Geçen
gün, İstanbul`dan misafirim geldi. -Eh misafir de zevklerine göre kategorilere
ayrılıyor.. Bazısı sadece şehri görmek, bazısı alışveriş yapabilir miyim?
düşüncesiyle, bazısı da hepsini birlikte yapabilmek için geliyor. Aslında Viyana,
alışveriş için ideal bir şehir değil. Buraya ilk geldiğimde, Almanca kursundaki
hocam şöyle söylemişti: – Biz, küçük yaşta 10 euroluk şeye 100 Euro vermemeyi
öğreniyoruz, bundan dolayı da markalı ürünleri tercih etmiyoruz.. demişti.
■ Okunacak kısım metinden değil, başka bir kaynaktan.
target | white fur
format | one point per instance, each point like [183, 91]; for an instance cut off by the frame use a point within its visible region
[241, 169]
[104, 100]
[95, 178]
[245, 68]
Zaten yeni dünya düzeni öyle bir hal aldı ki, her yerde artık her şeyi
bulabiliyorsunuz…
Eğlence
için geliyorsanız da pek doğru bir tercih olmayabilir, burası oldukça sakin bir
şehir ama yine de herkese uygun bir şeyler bulunabilir. İstediğiniz ise,
parklarda şarabınızı yudumlarken kitap okumak, birbirinden güzel tarihi
binaların içinde kendinizi başka bir yüzyılda hissedip ünlü kahve evlerinde
kahvenizi içmek ya da kıyısından köşesinden sanatla ilgileniyorsanız,Viyana
doğru seçim diyebilirim; Viyana`da sanata, sohbete, felsefeye, tarihe,
parklara, kahvelere… doyamayabilirsiniz. Hele ki son dönemlerde Modern Sanat
üzerine yapılan çalışmaları ve okul sistemlerinde yapılan pratiğe dayalı
eğitimiyle de ( burada akademiye çok önem veriliyor ve sanatsal çalışmalar
akademik paralellik içinde sürdürülüyor) klasik görüntüsünün yanında yeniliğe
açık olduğunu da göstermeye başladı.
Gelen
misafirim de sanat ve tarihle ilgilendiğini söyleyince, bir günlük geldiği
Viyana`ya, ilk olarak Viyana Sanat Tarihi Müzesi`ni gezerek başladık. Bu Müze,
1891 yılından beri etkin, sadece 2012 yılında 1.351.940 kişi tarafından ziyaret
edilmiş; dünyanın sayılı müzelerinden biridir. Ben bile iki kere gittiğim,
hatta ikinci gittiğimde dersime çalıştığım halde yine de kaçırdığım şeyler var,
üçüncüde bitirebilmeyi umut ediyorum.